Without an extension, about 17,000 Nevadans will lose their benefits almost immediately, according to a state-by-state count released by Democrats on the House Ways and Means Committee. Another 21,900 Nevadans would see their unemployment insurance eligibility expire in the first six months of 2014.
“I’ll push for an extension when [the] Senate convenes after the New Year,” Reid tweeted this morning, complaining that an unemployment insurance extension should have been part of the deal.
Under the budget deal, federally funded emergency unemployment benefits beyond 26 weeks are scheduled to expire Dec. 28.
Jobless workers in Nevada, where the unemployment rate is still 9.5 percent, have been eligible for extra benefits up to 73 weeks.
Extending emergency unemployment benefits for a year would cost about $25 billion, according to the non-partisan Congressional Budget Office. That is almost the same amount by which the bipartisan agreement is expected to reduce the deficit over 10 years — $23 billion — according to House and Senate Budget Committee chairs Rep. Paul Ryan and Sen. Patty Murray.

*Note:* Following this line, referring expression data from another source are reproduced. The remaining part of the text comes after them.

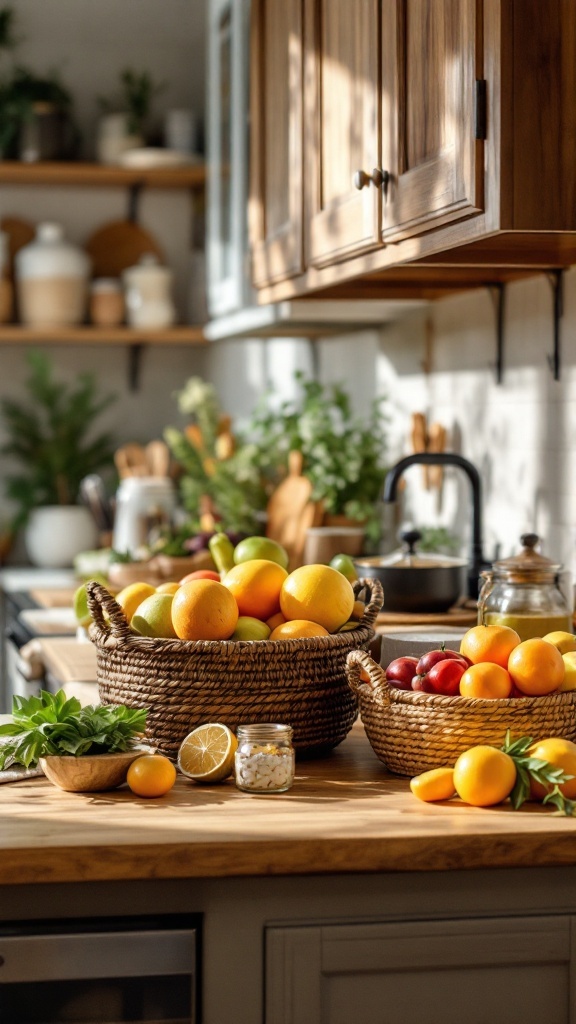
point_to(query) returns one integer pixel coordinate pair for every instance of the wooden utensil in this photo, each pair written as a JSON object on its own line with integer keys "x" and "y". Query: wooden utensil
{"x": 119, "y": 245}
{"x": 131, "y": 460}
{"x": 291, "y": 511}
{"x": 158, "y": 458}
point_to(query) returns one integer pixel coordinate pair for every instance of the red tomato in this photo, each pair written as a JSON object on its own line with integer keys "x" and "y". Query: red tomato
{"x": 201, "y": 574}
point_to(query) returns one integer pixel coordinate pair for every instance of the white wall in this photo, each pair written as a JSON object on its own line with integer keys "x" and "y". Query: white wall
{"x": 90, "y": 43}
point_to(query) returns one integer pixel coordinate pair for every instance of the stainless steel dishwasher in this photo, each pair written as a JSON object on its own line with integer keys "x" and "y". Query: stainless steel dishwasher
{"x": 108, "y": 971}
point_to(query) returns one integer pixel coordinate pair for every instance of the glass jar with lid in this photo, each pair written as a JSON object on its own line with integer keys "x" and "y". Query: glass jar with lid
{"x": 264, "y": 759}
{"x": 525, "y": 592}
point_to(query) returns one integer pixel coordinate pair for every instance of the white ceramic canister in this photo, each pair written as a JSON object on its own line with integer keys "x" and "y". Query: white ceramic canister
{"x": 51, "y": 280}
{"x": 149, "y": 294}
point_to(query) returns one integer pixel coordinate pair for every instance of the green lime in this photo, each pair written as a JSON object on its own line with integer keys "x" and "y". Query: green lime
{"x": 260, "y": 547}
{"x": 344, "y": 564}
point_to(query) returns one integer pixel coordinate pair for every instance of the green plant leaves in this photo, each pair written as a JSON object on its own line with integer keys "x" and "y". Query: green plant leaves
{"x": 529, "y": 768}
{"x": 53, "y": 724}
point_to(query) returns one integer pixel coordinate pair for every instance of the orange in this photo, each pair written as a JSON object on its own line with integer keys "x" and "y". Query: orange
{"x": 320, "y": 594}
{"x": 255, "y": 586}
{"x": 275, "y": 621}
{"x": 536, "y": 667}
{"x": 484, "y": 775}
{"x": 297, "y": 628}
{"x": 151, "y": 775}
{"x": 561, "y": 754}
{"x": 204, "y": 609}
{"x": 438, "y": 783}
{"x": 489, "y": 643}
{"x": 486, "y": 680}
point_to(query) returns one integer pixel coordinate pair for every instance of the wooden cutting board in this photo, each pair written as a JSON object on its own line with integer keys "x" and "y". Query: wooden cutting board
{"x": 291, "y": 511}
{"x": 119, "y": 245}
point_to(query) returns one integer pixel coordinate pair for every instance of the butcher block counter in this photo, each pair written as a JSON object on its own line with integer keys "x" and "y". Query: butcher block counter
{"x": 316, "y": 906}
{"x": 344, "y": 813}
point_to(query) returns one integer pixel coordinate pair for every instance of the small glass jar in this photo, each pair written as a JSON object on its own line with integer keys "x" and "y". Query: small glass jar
{"x": 264, "y": 759}
{"x": 525, "y": 593}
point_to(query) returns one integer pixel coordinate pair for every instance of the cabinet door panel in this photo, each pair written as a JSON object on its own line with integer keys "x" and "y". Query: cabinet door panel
{"x": 429, "y": 68}
{"x": 506, "y": 971}
{"x": 276, "y": 215}
{"x": 342, "y": 127}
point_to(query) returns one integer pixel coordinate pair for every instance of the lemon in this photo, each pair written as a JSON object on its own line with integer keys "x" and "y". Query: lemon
{"x": 206, "y": 755}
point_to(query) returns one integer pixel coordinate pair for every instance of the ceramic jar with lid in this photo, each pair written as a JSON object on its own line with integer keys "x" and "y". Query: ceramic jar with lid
{"x": 149, "y": 294}
{"x": 51, "y": 280}
{"x": 527, "y": 592}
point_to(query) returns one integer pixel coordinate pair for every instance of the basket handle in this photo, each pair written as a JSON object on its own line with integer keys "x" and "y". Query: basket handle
{"x": 359, "y": 662}
{"x": 108, "y": 616}
{"x": 374, "y": 599}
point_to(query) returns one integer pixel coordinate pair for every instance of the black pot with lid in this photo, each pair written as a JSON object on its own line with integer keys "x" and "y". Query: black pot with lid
{"x": 527, "y": 592}
{"x": 414, "y": 582}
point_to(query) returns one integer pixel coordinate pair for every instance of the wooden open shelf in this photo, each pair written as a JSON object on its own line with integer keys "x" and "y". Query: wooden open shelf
{"x": 88, "y": 335}
{"x": 191, "y": 176}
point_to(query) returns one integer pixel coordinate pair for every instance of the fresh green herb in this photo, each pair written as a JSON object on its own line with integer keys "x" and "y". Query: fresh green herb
{"x": 53, "y": 724}
{"x": 540, "y": 771}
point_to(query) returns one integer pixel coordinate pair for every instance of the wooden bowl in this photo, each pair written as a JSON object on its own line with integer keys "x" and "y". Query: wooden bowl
{"x": 89, "y": 772}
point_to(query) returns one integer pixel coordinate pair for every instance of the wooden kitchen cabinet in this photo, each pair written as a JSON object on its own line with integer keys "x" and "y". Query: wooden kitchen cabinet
{"x": 436, "y": 133}
{"x": 277, "y": 134}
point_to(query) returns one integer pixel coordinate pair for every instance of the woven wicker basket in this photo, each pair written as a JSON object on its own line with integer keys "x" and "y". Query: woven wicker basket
{"x": 412, "y": 732}
{"x": 183, "y": 683}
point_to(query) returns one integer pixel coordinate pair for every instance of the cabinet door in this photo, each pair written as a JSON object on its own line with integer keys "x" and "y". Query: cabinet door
{"x": 341, "y": 128}
{"x": 505, "y": 971}
{"x": 430, "y": 62}
{"x": 276, "y": 207}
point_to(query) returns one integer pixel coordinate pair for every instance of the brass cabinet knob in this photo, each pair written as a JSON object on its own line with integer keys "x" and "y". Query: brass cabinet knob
{"x": 378, "y": 178}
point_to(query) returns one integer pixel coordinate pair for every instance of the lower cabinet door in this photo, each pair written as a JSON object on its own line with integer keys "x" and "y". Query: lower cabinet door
{"x": 494, "y": 971}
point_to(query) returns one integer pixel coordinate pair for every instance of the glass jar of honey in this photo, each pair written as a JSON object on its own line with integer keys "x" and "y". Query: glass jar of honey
{"x": 525, "y": 592}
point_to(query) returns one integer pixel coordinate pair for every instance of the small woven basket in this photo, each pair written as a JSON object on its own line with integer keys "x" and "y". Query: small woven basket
{"x": 183, "y": 683}
{"x": 412, "y": 732}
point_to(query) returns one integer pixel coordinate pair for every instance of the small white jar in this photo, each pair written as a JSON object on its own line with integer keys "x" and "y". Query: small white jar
{"x": 149, "y": 294}
{"x": 264, "y": 759}
{"x": 51, "y": 280}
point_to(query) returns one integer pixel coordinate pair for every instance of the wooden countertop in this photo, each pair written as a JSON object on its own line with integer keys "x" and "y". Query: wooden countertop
{"x": 344, "y": 814}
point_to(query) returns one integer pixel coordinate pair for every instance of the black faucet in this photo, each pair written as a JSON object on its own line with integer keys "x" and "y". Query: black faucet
{"x": 477, "y": 562}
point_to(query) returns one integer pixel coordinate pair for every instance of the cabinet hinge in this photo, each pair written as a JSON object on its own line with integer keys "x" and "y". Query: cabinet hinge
{"x": 480, "y": 109}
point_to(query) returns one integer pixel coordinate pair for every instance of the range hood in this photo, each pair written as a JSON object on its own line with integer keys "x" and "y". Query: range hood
{"x": 304, "y": 317}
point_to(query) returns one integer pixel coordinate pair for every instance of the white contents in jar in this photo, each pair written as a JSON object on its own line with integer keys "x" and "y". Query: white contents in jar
{"x": 263, "y": 767}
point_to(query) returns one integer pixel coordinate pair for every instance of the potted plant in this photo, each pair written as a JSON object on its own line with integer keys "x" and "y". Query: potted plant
{"x": 49, "y": 434}
{"x": 35, "y": 110}
{"x": 219, "y": 480}
{"x": 125, "y": 115}
{"x": 342, "y": 455}
{"x": 79, "y": 749}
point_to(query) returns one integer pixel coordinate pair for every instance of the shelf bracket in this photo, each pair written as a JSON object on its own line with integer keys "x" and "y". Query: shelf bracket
{"x": 556, "y": 279}
{"x": 497, "y": 294}
{"x": 134, "y": 365}
{"x": 133, "y": 201}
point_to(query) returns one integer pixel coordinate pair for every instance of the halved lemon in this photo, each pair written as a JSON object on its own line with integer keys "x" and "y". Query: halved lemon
{"x": 206, "y": 755}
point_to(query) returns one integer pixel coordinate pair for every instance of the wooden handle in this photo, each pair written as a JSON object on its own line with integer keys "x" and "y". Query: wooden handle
{"x": 114, "y": 624}
{"x": 375, "y": 599}
{"x": 359, "y": 662}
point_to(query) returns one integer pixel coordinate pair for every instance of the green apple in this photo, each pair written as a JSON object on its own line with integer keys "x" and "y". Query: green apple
{"x": 248, "y": 628}
{"x": 260, "y": 547}
{"x": 344, "y": 564}
{"x": 154, "y": 616}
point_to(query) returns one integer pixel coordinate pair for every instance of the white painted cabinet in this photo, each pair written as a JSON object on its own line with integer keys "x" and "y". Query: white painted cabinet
{"x": 502, "y": 971}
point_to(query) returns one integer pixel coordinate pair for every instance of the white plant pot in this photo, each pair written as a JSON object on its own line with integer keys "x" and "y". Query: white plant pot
{"x": 55, "y": 534}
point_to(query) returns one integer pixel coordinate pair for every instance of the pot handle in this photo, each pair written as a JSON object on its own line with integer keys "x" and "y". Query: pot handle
{"x": 364, "y": 674}
{"x": 374, "y": 599}
{"x": 108, "y": 617}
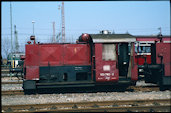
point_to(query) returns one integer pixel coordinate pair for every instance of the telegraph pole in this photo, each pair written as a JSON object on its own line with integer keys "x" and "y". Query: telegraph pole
{"x": 11, "y": 26}
{"x": 16, "y": 39}
{"x": 63, "y": 23}
{"x": 53, "y": 40}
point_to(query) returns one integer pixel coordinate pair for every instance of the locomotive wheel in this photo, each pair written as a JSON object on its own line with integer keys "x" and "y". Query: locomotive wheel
{"x": 29, "y": 91}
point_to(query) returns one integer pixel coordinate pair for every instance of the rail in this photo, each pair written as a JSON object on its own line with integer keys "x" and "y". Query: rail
{"x": 101, "y": 106}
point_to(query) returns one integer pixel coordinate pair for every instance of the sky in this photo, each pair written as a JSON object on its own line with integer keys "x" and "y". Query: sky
{"x": 134, "y": 17}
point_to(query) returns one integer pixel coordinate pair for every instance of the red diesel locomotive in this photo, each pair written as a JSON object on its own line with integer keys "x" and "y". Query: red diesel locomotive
{"x": 96, "y": 59}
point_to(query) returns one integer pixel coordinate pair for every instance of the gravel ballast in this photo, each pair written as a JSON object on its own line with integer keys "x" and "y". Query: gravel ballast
{"x": 78, "y": 97}
{"x": 83, "y": 97}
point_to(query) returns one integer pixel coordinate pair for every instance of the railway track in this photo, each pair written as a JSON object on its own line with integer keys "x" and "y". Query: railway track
{"x": 101, "y": 106}
{"x": 16, "y": 82}
{"x": 133, "y": 89}
{"x": 12, "y": 92}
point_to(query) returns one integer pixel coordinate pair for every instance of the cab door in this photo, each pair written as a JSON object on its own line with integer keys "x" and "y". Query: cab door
{"x": 105, "y": 62}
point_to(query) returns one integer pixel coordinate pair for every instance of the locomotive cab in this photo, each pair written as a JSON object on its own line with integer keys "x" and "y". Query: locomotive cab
{"x": 114, "y": 58}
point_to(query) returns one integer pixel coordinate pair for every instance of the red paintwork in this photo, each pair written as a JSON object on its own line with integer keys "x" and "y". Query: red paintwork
{"x": 163, "y": 49}
{"x": 100, "y": 77}
{"x": 54, "y": 55}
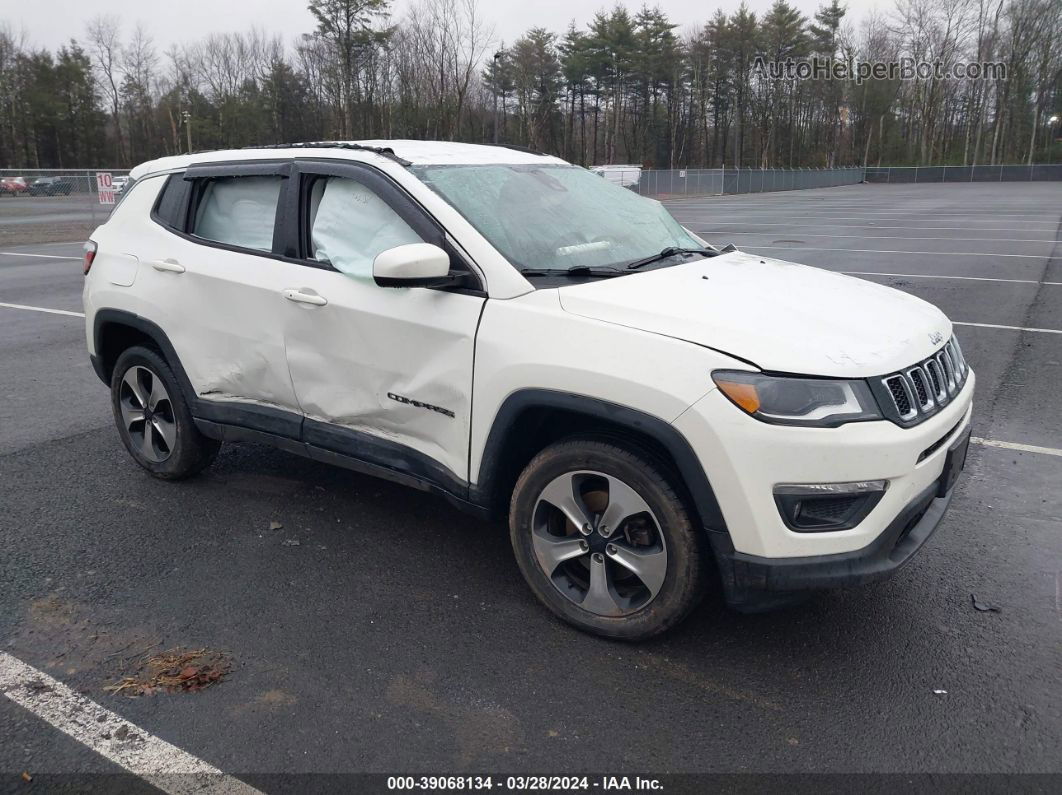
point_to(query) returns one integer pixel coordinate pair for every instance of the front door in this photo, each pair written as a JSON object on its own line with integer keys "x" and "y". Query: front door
{"x": 381, "y": 374}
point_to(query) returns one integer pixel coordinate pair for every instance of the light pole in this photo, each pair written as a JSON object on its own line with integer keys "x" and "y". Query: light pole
{"x": 187, "y": 116}
{"x": 497, "y": 85}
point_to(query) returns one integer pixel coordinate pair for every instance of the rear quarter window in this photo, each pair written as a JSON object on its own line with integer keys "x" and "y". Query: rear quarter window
{"x": 172, "y": 201}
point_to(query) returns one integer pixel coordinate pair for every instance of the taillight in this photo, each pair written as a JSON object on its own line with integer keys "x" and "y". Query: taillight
{"x": 89, "y": 255}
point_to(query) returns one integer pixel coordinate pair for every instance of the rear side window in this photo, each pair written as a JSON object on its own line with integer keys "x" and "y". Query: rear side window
{"x": 170, "y": 207}
{"x": 237, "y": 210}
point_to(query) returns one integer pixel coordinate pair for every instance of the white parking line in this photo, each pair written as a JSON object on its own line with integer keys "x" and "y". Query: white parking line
{"x": 1016, "y": 446}
{"x": 846, "y": 226}
{"x": 900, "y": 251}
{"x": 43, "y": 309}
{"x": 1009, "y": 328}
{"x": 163, "y": 765}
{"x": 40, "y": 256}
{"x": 890, "y": 237}
{"x": 825, "y": 219}
{"x": 940, "y": 276}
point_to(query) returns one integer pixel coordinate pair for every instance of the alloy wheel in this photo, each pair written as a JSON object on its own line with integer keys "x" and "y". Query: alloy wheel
{"x": 148, "y": 414}
{"x": 599, "y": 542}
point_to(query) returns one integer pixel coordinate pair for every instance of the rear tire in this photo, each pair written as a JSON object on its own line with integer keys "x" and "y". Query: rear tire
{"x": 631, "y": 581}
{"x": 153, "y": 419}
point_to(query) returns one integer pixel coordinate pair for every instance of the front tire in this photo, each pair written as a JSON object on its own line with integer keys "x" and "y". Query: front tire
{"x": 604, "y": 540}
{"x": 153, "y": 419}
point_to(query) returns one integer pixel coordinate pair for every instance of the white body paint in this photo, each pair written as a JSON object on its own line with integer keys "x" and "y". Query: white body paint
{"x": 647, "y": 341}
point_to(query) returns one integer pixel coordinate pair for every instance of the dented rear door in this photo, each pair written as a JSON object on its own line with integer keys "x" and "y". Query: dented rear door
{"x": 380, "y": 374}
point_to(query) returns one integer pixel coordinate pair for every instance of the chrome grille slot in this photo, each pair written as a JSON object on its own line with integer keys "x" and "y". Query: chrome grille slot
{"x": 922, "y": 390}
{"x": 921, "y": 383}
{"x": 945, "y": 364}
{"x": 937, "y": 380}
{"x": 902, "y": 396}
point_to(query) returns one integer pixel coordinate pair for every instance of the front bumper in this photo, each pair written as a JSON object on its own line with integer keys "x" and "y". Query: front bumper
{"x": 753, "y": 583}
{"x": 761, "y": 560}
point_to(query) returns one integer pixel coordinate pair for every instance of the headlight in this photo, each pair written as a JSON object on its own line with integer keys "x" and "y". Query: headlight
{"x": 823, "y": 402}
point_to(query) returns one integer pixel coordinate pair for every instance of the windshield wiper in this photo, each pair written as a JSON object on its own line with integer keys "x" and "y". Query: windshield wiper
{"x": 574, "y": 271}
{"x": 669, "y": 252}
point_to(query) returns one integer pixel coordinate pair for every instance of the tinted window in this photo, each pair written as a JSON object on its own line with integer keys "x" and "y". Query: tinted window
{"x": 170, "y": 206}
{"x": 238, "y": 210}
{"x": 349, "y": 225}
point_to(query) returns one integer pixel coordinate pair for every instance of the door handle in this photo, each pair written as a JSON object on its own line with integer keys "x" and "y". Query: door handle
{"x": 301, "y": 297}
{"x": 168, "y": 265}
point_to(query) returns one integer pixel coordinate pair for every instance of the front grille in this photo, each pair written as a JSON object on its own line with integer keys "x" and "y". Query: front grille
{"x": 918, "y": 393}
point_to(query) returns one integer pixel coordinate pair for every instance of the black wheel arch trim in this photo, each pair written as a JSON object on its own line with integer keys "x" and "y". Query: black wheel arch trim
{"x": 289, "y": 431}
{"x": 695, "y": 479}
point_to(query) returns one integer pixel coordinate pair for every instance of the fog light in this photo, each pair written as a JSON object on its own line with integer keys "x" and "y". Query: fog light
{"x": 821, "y": 507}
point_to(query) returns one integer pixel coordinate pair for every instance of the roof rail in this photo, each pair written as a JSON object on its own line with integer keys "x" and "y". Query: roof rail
{"x": 382, "y": 151}
{"x": 526, "y": 150}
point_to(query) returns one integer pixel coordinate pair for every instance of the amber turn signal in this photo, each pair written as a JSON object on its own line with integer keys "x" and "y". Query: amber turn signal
{"x": 742, "y": 394}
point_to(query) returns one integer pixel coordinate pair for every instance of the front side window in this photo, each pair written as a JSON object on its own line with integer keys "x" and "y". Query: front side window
{"x": 238, "y": 210}
{"x": 557, "y": 217}
{"x": 350, "y": 224}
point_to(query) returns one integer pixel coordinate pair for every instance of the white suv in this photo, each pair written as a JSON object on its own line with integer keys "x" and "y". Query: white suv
{"x": 530, "y": 341}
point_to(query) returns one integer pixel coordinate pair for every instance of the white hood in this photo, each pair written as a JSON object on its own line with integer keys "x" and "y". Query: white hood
{"x": 778, "y": 315}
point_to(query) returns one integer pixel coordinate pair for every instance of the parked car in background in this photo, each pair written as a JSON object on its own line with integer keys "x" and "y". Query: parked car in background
{"x": 645, "y": 404}
{"x": 13, "y": 186}
{"x": 624, "y": 176}
{"x": 51, "y": 186}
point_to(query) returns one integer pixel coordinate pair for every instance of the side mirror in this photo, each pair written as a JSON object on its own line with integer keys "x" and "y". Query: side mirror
{"x": 415, "y": 264}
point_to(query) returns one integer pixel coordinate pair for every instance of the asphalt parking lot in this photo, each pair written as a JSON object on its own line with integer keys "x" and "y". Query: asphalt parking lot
{"x": 397, "y": 635}
{"x": 28, "y": 220}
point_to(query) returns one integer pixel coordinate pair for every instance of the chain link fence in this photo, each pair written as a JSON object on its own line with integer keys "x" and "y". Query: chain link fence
{"x": 678, "y": 183}
{"x": 51, "y": 205}
{"x": 911, "y": 174}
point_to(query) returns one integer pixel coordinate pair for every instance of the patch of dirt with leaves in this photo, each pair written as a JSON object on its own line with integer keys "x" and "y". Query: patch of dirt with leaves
{"x": 175, "y": 671}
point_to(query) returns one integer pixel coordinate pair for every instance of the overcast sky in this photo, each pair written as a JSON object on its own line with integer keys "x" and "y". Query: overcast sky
{"x": 51, "y": 22}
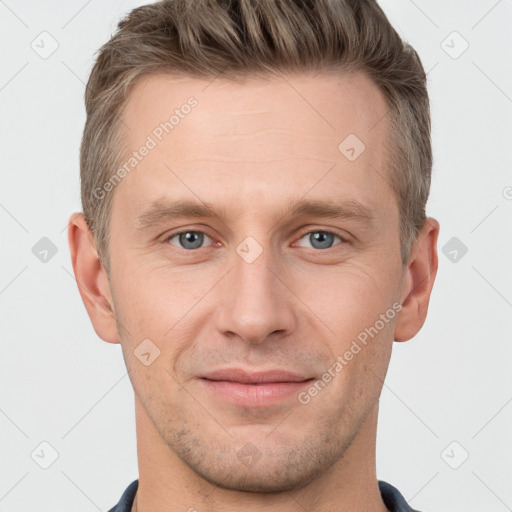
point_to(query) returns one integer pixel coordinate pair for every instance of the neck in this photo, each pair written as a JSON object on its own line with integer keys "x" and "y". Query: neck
{"x": 166, "y": 484}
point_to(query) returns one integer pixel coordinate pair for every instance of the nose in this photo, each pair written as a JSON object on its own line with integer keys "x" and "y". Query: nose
{"x": 256, "y": 303}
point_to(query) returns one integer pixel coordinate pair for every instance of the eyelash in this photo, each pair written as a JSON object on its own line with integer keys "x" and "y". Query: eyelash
{"x": 302, "y": 235}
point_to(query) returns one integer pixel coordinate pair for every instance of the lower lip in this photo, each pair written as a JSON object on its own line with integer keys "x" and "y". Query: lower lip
{"x": 255, "y": 395}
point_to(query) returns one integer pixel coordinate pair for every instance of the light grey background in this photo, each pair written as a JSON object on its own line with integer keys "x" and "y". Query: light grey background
{"x": 61, "y": 384}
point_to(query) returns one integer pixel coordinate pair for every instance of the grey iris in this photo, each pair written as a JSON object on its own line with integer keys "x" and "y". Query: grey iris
{"x": 192, "y": 237}
{"x": 322, "y": 239}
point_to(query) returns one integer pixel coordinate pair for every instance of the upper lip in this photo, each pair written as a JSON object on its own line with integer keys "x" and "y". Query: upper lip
{"x": 246, "y": 377}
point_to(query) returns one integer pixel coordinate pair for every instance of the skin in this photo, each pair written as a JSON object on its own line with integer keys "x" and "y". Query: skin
{"x": 248, "y": 150}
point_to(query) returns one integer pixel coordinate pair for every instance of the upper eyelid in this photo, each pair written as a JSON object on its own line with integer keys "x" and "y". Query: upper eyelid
{"x": 306, "y": 231}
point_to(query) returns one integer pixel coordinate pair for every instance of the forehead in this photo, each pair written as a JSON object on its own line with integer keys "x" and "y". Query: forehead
{"x": 282, "y": 134}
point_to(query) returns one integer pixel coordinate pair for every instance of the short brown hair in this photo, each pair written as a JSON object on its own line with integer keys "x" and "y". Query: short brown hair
{"x": 236, "y": 38}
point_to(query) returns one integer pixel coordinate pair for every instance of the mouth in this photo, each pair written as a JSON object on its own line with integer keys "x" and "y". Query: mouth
{"x": 254, "y": 389}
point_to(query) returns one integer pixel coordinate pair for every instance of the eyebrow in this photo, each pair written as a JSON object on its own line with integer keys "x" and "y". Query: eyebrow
{"x": 162, "y": 211}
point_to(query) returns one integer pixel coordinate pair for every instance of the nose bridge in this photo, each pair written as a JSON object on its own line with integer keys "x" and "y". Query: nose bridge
{"x": 256, "y": 304}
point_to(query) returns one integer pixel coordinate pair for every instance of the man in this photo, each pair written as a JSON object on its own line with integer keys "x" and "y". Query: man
{"x": 254, "y": 180}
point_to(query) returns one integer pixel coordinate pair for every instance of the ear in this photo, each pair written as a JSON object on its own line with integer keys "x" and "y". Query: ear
{"x": 91, "y": 279}
{"x": 418, "y": 281}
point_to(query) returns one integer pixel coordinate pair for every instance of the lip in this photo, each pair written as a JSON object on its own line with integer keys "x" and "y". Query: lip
{"x": 254, "y": 389}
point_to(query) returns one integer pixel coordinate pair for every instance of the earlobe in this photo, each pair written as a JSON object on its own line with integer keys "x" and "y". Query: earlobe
{"x": 418, "y": 282}
{"x": 91, "y": 279}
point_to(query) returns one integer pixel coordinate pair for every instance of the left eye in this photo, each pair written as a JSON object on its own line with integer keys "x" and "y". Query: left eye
{"x": 190, "y": 239}
{"x": 321, "y": 239}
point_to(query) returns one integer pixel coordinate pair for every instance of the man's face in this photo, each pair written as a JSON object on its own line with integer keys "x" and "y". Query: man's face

Delaying a resolution on extending unemployment benefits until early next year all but ensures the issue will come up as Congress tackles passing new federal appropriations by Jan. 15, when the current continuing resolution — the one that ended the government shutdown — expires.
Senators are not scheduled to return to Washington, D.C., until Jan. 6; House members don’t return until Jan. 7.